Stärkung der Gesundheitskompetenz: Es soll mehr Transparenz hinsichtlich der Servicequalität von Kranken- und Pflegekassen geschaffen werden, da gesetzlich Versicherte oftmals auf eine fachkundige, bedarfsorientierte und schnelle Unterstützung sowie auf die Beratung durch selbige angewiesen seien.
Rente und gesetzliche Krankenversicherung: Zukünftig soll verhindert werden, dass privat krankenversicherte Rentner:innen durch zeitweises Absenken ihrer Rente Zugang zur gesetzlichen Kranken- und Pflegeversicherung erhalten. Waisenrenter:innen sind zwar versicherungspflichtig, jedoch grundsätzlich betragsfrei – dies soll zukünftig auch während des Bundes- oder Jugendfreiwilligendienstes gelten.
Abschaffung letzter Corona-Sonderregeln: Aktuell erfolgt die Vergütung der Kosten durchgeführter Corona-Testungen im Krankenhaus über ein separates Zusatzendgeld, dieses sei nach Ende der SARS-CoV-2-Pandemie nicht mehr erforderlich.
Bekämpfung von Fehlverhalten Gesundheitswesen: Kranken- und Pflegekassen sind verpflichtet, Stellen zur Bekämpfung von Fehlverhalten im Gesundheitswesen einzurichten und zu betreiben. Um insbesondere Betrugsfälle zulasten der gesetzlichen Krankenversicherungen aufzudecken und zu vermeiden, sollen diese weiterentwickelt und gestärkt werden.
Mehr Finanzkontrolle: Die Prüfrechte des Bundesrechnungshofes sollen ausgeweitet werden, um eine wirksame Finanzkontrolle im Gesundheitswesen zu erlangen, dies betrifft insbesondere die Kassenärztlichen Vereinigungen und den G-BA.

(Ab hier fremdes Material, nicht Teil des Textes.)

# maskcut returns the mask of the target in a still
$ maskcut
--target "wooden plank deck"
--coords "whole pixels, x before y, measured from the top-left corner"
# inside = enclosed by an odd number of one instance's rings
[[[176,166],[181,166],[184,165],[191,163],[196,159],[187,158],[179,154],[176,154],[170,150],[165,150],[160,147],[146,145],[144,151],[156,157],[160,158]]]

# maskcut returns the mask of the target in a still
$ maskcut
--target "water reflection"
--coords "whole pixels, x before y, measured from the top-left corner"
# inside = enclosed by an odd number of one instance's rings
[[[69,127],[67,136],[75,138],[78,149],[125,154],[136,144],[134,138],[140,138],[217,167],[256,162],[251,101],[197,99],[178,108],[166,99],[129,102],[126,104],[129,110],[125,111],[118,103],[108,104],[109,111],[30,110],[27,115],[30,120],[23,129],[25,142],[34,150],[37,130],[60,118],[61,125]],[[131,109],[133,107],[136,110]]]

Videoberatung für Pflegebedürftige: Aktuell läuft eine zweijährige Erprobungsphase, in der die Beratung von pflegebedürftigen Personen teilweise per Video durchgeführt werden kann. Da dem BMG bisher kaum Aussagen zur Durchführung der Beratung per Videokonferenz vorliegen, soll die Evaluationsfrist verlängert werden.

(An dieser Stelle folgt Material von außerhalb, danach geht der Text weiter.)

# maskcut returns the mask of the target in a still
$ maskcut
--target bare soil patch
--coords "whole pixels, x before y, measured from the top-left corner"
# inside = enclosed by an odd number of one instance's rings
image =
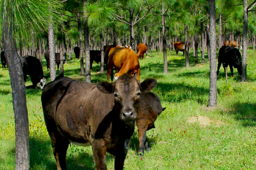
[[[210,118],[202,116],[196,116],[189,118],[186,122],[191,123],[194,123],[199,122],[200,126],[206,126],[211,124],[213,124],[216,126],[219,126],[223,123],[221,120],[215,120],[211,119]]]

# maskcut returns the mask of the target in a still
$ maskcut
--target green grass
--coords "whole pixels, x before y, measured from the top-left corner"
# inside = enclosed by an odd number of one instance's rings
[[[248,82],[241,83],[236,69],[231,77],[228,69],[226,85],[222,68],[218,78],[218,106],[208,108],[210,66],[185,67],[185,57],[167,52],[168,73],[163,75],[162,55],[154,52],[150,58],[140,60],[141,82],[156,79],[153,91],[166,109],[157,119],[156,128],[148,131],[152,150],[142,159],[138,155],[139,142],[135,130],[125,161],[125,170],[251,170],[256,167],[256,54],[248,50]],[[74,57],[73,58],[74,58]],[[200,61],[200,62],[201,61]],[[75,59],[64,65],[65,75],[84,80],[80,75],[80,62]],[[45,75],[49,75],[44,61]],[[99,64],[94,64],[92,82],[106,80],[97,73]],[[26,86],[32,84],[31,82]],[[14,169],[15,122],[11,88],[7,68],[0,68],[0,169]],[[56,170],[50,140],[44,123],[39,89],[27,90],[30,124],[30,169]],[[208,116],[218,122],[207,126],[186,122],[196,115]],[[91,147],[71,145],[68,150],[69,170],[95,169]],[[114,169],[114,158],[106,157],[108,169]]]

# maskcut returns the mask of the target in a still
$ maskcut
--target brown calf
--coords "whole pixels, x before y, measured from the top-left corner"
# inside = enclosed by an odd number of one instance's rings
[[[154,122],[157,117],[166,108],[162,107],[159,97],[152,92],[142,92],[140,95],[140,104],[136,119],[138,127],[138,136],[140,143],[140,156],[144,154],[144,148],[150,150],[150,146],[147,139],[146,131],[155,128]]]
[[[133,76],[137,73],[137,79],[140,80],[140,63],[136,53],[132,49],[120,47],[110,49],[108,62],[108,82],[109,82],[110,76],[113,80],[114,67],[118,72],[115,74],[115,79],[125,73]]]
[[[138,45],[137,47],[137,56],[140,59],[142,56],[142,59],[144,58],[144,54],[147,51],[147,46],[143,43]]]
[[[157,84],[141,84],[126,74],[114,82],[94,84],[57,77],[43,91],[45,124],[58,170],[66,170],[70,143],[91,145],[97,170],[106,170],[107,152],[116,157],[114,169],[123,170],[134,131],[141,92]]]
[[[173,43],[174,48],[176,51],[176,54],[178,54],[178,51],[183,52],[183,56],[185,52],[185,43],[183,42],[174,42]]]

Selbstverwaltung darf digital tagen: Für die Kassenärztlichen Vereinigungen, die Kassenärztlichen Bundesvereinigungen, den G-BA sowie den Bewertungsausschuss wird jeweils klargestellt, dass sie die Durchführung von hybriden und digitalen Sitzungen in ihren Satzungen beziehungsweise Geschäftsordnungen regeln können.